Self-care should be at the top of your priority list when it comes to your physical, emotional, or mental wellbeing.
Social isolation is also an ideal time to build healthy self-care practices because there’s less distraction from the outside world.
The first step in improving your mental health is to gain complete control over your thoughts, feelings, and emotions. Being aware of your emotions is the first step in gaining more control over your emotions.
When you are aware of your thoughts, whether they are positive or negative, you are able to control your emotions.
And to help you think and feel better, you need to take care of your body. Your personal wellbeing is dependent on your mind and body working well together.
Consider how much sleep you get, how much exercise you get, and how well you look after your body.
After the pandemic, the majority of adults in the United States stated that they intended to be more aware about engaging in regular self-care measures.
When you have a daily routine that centers on self-care, that is a surefire antidote for loneliness and isolation.
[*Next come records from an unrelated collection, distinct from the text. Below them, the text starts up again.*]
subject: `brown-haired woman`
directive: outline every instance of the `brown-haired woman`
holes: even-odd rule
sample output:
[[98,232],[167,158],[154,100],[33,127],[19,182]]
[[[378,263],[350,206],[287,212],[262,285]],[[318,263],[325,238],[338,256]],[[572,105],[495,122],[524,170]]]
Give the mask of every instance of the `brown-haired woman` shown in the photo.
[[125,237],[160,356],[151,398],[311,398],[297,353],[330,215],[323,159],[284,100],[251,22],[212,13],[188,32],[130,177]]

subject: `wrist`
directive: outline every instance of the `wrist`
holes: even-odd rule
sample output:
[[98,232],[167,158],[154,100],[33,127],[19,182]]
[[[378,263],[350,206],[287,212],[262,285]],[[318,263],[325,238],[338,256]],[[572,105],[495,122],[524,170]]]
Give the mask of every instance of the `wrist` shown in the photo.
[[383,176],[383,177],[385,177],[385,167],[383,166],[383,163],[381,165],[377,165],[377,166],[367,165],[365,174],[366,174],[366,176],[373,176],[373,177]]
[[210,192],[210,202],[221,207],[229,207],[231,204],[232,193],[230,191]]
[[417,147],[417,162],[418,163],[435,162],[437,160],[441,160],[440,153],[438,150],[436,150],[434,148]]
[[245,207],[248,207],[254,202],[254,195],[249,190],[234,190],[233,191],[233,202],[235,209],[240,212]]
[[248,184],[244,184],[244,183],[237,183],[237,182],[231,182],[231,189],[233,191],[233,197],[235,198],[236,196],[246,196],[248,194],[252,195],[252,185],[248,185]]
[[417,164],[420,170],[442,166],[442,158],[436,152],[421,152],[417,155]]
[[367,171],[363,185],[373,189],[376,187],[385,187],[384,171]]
Social isolation occurs when you have little or no contact with other people. It is more physical in nature and could occur for a short period of time. But when it is extended over a long period, it could lead to loneliness, which is an emotional state.
Dr. Julianne Holt-Lunstad, professor of psychology and neuroscience at Brigham Young University, studies the long-term health effects of social connection. Social isolation and loneliness, according to her research, are risk factors for early mortality.
According to her, loneliness raises the chance of death to the same level as smoking 15 cigarettes a day. She added that:
“It exceeds the risk of alcohol consumption, it exceeds the risk of physical inactivity, obesity, and it exceeds the risk of air pollution.”
Louise Hawkley, a research scientist at the University of Chicago, said that being lonely or isolated is now:
“An experience that all of us are all familiar with on some level.”
Loneliness is an experience that has been around since the beginning of time. The pandemic has made us realize how important social contact is in our lives.
In the same way that the pandemic interrupted our social life, it has also primed us to develop new relationships.
And for research scientist Hawkley:
“I think that will help drive more research and attempts to resolve it.”